There were a few limitations in our study. One limitation is being a retrospective review of health records, so missing information bias may influence some of the determinants associated with the LTBI. In addition, Information on a few known risk factors like previous incarceration, duration of imprisonment, history of diabetes, and immune-related systemic diseases was not available. However, the prevalence and demographic determinants of LTBI presented in the present study were based on reliable information and screening data from a large sample. Another limitation is the effect of HIV infection on the result of the TST test, so the possibility of false negative results among such inmates should be considered. Moreover, IGRA appears to exhibit better specificity than the TST and may be preferred as the standard of care for detecting LTBI in such immigrants.43 However, taking into account the cost, and other logistics, TST remains the most preferred method for LTBI diagnosis in resource-limited settings.44 In addition, despite the important role of chest radiography (CXR) in the diagnostic flow chart for LTBI, the recent findings stated that CXR for diagnosis of pulmonary TB has good sensitivity, but poor specificity.45

Conclusion

This pioneering study aimed at estimating the prevalence of latent tuberculosis infection (LTBI) among marginalized populations, specifically inmates of correctional facilities, represents a significant step towards achieving the World Health Organization’s global goal of tuberculosis control and elimination. The observed low prevalence of LTBI in this population is encouraging and indicates the potential for effective interventions. To sustain this progress and further mitigate the burden of tuberculosis, it is essential to implement regular and periodic screening protocols for LTBI among newly admitted inmates. This screening should be complemented by timely and supervised treatment of active tuberculosis and LTBI cases. Moreover, extending these screening efforts to include the staff working within these facilities is crucial, ensuring their health and well-being and preventing the spread of tuberculosis within the correctional setting.
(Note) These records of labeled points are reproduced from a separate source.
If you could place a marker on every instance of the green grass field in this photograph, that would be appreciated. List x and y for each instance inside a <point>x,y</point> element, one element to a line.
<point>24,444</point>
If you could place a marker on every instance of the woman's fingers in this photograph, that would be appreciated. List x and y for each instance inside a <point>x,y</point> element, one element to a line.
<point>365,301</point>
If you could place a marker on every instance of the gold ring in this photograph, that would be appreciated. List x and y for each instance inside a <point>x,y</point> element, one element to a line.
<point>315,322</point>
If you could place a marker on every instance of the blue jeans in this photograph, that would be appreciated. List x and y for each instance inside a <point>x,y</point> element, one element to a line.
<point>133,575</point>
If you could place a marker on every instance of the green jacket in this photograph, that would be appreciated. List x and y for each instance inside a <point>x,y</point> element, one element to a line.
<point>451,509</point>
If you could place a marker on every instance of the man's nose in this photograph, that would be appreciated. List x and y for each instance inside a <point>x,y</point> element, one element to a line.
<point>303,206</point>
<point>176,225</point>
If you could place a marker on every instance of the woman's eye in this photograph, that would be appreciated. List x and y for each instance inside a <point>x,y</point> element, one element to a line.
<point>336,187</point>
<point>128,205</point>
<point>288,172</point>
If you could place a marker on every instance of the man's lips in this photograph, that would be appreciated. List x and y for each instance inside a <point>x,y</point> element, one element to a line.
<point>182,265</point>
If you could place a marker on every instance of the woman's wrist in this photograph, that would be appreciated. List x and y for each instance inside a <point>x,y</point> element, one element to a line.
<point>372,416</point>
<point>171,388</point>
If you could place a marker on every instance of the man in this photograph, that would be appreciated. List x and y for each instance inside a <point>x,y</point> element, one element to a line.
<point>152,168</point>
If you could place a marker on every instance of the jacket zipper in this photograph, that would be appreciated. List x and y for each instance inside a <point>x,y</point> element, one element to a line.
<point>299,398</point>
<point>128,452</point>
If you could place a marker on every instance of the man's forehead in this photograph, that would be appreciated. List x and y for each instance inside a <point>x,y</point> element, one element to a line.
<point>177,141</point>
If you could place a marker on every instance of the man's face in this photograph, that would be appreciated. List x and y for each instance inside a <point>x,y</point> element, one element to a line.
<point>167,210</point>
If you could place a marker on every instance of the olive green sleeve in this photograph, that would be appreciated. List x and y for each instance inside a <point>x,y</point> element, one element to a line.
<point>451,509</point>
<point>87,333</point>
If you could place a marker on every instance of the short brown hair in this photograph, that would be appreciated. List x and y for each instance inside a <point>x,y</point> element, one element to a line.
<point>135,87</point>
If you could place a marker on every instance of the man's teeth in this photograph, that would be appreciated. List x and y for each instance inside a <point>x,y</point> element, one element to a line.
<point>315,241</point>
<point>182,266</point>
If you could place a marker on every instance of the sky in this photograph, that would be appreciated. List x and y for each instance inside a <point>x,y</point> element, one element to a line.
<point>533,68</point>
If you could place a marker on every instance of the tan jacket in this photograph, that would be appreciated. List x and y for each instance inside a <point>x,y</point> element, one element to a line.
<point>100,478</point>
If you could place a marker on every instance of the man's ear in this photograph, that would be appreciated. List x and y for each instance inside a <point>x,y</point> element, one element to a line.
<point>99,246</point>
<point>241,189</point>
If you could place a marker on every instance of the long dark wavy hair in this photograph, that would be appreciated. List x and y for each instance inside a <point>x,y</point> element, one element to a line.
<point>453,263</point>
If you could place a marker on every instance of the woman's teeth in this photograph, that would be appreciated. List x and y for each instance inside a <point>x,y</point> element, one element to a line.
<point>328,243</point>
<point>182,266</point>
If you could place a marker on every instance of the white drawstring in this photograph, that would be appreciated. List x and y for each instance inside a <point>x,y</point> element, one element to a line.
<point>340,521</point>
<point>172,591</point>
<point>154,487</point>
During periodic assessments, special attention should be given to known risk factors associated with LTBI, such as the original country of inmates, male gender, and older age groups. By focusing on these risk factors, targeted interventions can be developed to address the specific needs of high-risk individuals and reduce the overall burden of LTBI within the inmate population.

Abbreviations

GCC, Gulf Council Corporation; IGRAs, Interferon-Gamma Release Assays; LTBI, Latent Tuberculosis Infection; QFTP, QuantiFERON-TB Gold Plus; TST, Tuberculin Skin Test.

Ethical Statement

The approval of the research and ethical committee of King Saud Medical City, Saudi Arabia was obtained to undertake this study. Written consent was obtained from correctional facilities administrators for using the health data of inmate screening without disclosing their identity. Tenants of the Helsinki Declaration strictly abided during all the stages of research.

Acknowledgments

We thank the staff of four Saudi Correctional facilities in Riyadh for supporting in reviewing the health data related to the screening of inmates.

Funding

This research did not receive any specific funding.

Disclosure

The authors declare that they have no conflicts of interest in relation to this work.